Erik Campos
Erik Campos appartient à cette lignée espagnole qui comprend que la noirceur n'a pas besoin d'ornements gothiques pour faire effet. Chez lui, la tension vient d'abord d'une réalité qui se contracte: un milieu fermé, un rapport de force, une sensation d'issue bouchée. Ce point de départ le situe immédiatement du côté d'un cinéma où le genre sert à révéler la brutalité sociale autant qu'à orchestrer le suspense. L'Espagne qu'il filme n'est pas un décor de carte postale. C'est un terrain nerveux, traversé par la peur de tomber plus bas.

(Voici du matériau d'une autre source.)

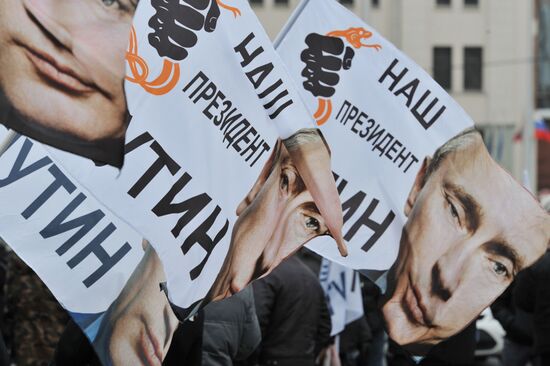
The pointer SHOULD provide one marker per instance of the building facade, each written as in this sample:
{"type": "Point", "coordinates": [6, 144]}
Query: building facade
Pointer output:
{"type": "Point", "coordinates": [481, 51]}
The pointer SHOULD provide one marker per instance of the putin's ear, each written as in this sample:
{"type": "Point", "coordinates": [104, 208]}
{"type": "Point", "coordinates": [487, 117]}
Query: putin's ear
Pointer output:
{"type": "Point", "coordinates": [417, 186]}
{"type": "Point", "coordinates": [264, 174]}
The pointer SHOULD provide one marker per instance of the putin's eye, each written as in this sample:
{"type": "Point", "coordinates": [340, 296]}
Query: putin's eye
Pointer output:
{"type": "Point", "coordinates": [288, 176]}
{"type": "Point", "coordinates": [312, 223]}
{"type": "Point", "coordinates": [453, 210]}
{"type": "Point", "coordinates": [500, 269]}
{"type": "Point", "coordinates": [284, 182]}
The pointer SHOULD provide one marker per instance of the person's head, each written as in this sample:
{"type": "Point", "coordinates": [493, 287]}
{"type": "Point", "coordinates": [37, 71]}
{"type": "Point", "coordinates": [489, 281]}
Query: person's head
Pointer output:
{"type": "Point", "coordinates": [62, 65]}
{"type": "Point", "coordinates": [471, 228]}
{"type": "Point", "coordinates": [275, 219]}
{"type": "Point", "coordinates": [137, 328]}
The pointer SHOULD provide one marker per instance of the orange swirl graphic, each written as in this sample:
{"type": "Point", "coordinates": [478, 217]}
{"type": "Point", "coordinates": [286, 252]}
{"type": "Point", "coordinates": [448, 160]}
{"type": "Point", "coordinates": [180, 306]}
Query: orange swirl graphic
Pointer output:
{"type": "Point", "coordinates": [354, 36]}
{"type": "Point", "coordinates": [163, 83]}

Il y a dans sa mise en scène une volonté nette de ne pas distraire le regard. Les cadres retiennent l'information, les situations avancent sans gras, les personnages semblent toujours légèrement en retard sur ce qui leur arrive. Campos mise sur cette précarité perceptive. Le spectateur ne reçoit jamais un monde déjà balisé. Il doit lui aussi mesurer les risques, déchiffrer les loyautés, comprendre où commence l'emprise. Cette implication du regard donne à ses films une tension particulière, presque sèche, mais très efficace.
Le rattacher à l'Espagne est important, car son cinéma dialogue avec une tradition ibérique où le malaise contemporain croise volontiers le thriller, le drame social et parfois le fantastique. Depuis les Années 2000, cette tradition a souvent montré que la peur la plus forte naît de l'inégalité, de la dette, de la famille fissurée ou du territoire abandonné. Campos prolonge cette intuition. Chez lui, l'angoisse ne flotte pas au-dessus du monde. Elle se loge dans sa matière même, dans sa distribution des places et des humiliations.
Ce qui rend son travail intéressant, c'est qu'il ne cherche pas le prestige de la noirceur. Beaucoup de films veulent paraître sombres; peu comprennent comment la menace se construit. Campos, lui, sait que l'essentiel tient souvent à la durée d'un face-à-face, à la manière dont un personnage entre dans une pièce, au fait qu'un lieu semble offrir moins de sorties qu'il n'en promettait. Cette précision transforme le récit en piège progressif. Le film avance, mais chaque avancée réduit l'air disponible.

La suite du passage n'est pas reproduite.